Tom visits the French embassy in London to try and get some background on the people he remembers from his pre-amnesia time in France. One is "Paul" (Andre Maranne) another French Resistance fighter who helped him cross German lines to get back to the English side. He finds Paul, who is glad to see him. "But don't lets talk about the war," Paul says. Take it from yours truly, whenever someone says, "Don't let's talk about it," it means they have something to hide.

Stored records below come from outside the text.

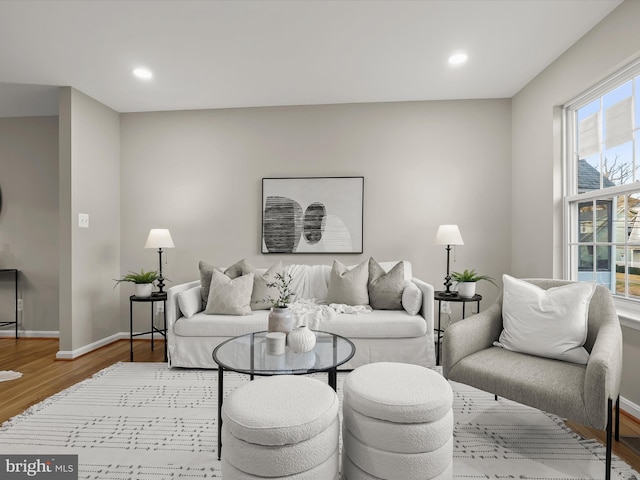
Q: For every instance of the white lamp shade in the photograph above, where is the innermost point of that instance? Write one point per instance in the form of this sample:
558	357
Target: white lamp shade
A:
448	235
159	238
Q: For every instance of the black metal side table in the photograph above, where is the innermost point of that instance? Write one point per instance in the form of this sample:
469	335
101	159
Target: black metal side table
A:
15	282
162	331
442	297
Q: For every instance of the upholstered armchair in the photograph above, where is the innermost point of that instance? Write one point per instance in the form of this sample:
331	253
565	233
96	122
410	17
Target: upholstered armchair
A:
577	392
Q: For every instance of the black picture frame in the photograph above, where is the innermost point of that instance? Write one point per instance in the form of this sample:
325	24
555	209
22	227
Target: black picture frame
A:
303	215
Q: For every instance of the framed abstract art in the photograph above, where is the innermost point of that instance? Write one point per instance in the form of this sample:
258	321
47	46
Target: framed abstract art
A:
312	215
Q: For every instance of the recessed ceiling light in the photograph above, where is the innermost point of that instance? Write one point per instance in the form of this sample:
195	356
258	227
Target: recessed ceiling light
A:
143	73
458	58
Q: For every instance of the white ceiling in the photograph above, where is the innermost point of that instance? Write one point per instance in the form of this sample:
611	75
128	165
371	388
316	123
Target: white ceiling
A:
220	54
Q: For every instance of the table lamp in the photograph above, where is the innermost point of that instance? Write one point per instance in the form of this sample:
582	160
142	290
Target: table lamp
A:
448	235
159	238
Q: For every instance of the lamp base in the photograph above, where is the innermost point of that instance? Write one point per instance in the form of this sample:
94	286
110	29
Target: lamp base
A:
448	294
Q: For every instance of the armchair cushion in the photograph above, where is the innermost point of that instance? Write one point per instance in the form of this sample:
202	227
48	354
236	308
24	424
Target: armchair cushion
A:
548	323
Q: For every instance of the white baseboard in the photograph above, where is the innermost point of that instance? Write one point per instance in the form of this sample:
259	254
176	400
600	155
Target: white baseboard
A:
29	333
71	354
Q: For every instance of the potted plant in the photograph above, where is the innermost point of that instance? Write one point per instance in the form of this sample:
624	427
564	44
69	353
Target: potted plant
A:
143	281
280	317
467	282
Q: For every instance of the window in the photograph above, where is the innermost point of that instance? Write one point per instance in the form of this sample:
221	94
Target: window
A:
602	185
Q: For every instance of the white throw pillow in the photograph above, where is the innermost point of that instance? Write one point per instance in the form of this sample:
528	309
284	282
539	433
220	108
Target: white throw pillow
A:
190	301
548	323
229	296
349	286
411	298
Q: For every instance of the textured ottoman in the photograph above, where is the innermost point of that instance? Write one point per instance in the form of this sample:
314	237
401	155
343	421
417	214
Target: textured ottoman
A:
397	423
281	426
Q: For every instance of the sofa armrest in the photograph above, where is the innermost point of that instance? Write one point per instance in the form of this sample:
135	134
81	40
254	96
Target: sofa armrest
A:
173	309
472	334
426	310
604	371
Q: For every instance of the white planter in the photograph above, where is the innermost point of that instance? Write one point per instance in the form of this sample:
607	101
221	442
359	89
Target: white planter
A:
144	289
280	320
301	339
467	289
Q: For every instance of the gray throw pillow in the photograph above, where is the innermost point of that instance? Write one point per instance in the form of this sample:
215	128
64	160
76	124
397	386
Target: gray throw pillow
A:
385	288
229	296
348	286
261	292
239	268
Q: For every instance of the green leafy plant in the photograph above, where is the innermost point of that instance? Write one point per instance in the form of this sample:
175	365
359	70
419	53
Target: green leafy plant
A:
135	277
285	294
470	276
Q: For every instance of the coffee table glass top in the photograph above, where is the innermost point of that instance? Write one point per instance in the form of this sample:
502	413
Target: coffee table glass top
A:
248	354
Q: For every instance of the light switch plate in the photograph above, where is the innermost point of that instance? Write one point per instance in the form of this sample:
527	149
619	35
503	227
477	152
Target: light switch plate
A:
83	220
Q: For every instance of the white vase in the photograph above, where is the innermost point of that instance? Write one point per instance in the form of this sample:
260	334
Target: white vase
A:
301	339
144	289
467	289
280	320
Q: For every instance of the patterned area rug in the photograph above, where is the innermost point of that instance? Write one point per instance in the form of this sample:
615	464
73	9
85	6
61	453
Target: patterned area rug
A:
145	421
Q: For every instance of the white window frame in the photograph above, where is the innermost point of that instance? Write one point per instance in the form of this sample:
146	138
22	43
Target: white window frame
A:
627	307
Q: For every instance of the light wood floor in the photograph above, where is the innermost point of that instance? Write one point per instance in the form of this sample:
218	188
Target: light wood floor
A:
44	376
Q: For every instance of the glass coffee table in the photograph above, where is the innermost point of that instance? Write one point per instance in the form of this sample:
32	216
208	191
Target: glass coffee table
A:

Now, the idea that Annette would blackmail Tom doesn't make much sense. After all, he helped her Resistance group fight - and survive - the Gestapo. So now he has a hidden manipulator to uncover, someone who's using Annette as a front woman. All in all, it's a very good version of the Amnesia Wife plot formula. Two Big Thumbs Up, directed by Montgomery Tully, who's helmed a lot of these British B flicks we've seen over the past few years. Gordon Jackson, who plays Tom, was married to our gal Rona Anderson. We'll have to blackmail him to divorce her so we can get her back. The picture is very good.  ////

That's all I know. No 1989 tonight (don't worry, we'll get back to it), but I am reading an interesting book: "Fly By Night: The Secret Story of Steven Spielberg, Warner Bros, and the Twilight Zone Deaths" by Steve Chain. If you want to read about the epitome of the kind of uber-egotistical and entitled Hollywood a-hole I can't stand - John Landis - this is the book for you. He's another guy who completely skated and escaped responsibility for destroying lives, because he was a studio big shot at the time. It just goes to show that, if you earn big money for the entertainment industry, you can get away with murder (at the very least voluntary manslaughter and reckless endangerment in Landis's case, and the a-holes he was working with). But what makes Landis even worse is his utter lack of remorse for what he caused, and what makes him scary (before his career half-collapsed), was that he was basically, per Chain's research into his personality, a sociopath operating beneath the classic Mask of Civility, which we have seen so many times (and have seen it over and over again in our own 1989 catastrophe). Sociopaths and psychotics operating under masks of civility, in Hollywood and Los Angeles in general. They're everywhere and it ain't no joke. Look at the B-word who ran down those kids while racing her boyfriend in the Malibu canyon area, or wherever it was, the cheating wife of Dr. Grossman of the Grossman Burn Center. She ran down two kids, then tried to drive away. A remorseless psycho with money and entitlement, operating under a mask of civility.  I highly recommend this book, though it has extremely graphic photos of the Twilight Zone movie crash scene, so be forewarned. 

My blogging music is "Forse Le Lucciole" by Locanda Delle Fate, my late night is "The Choice of Hercules" Opera by Handel. I hope your week is off to a good start and I send you Tons of Love as always.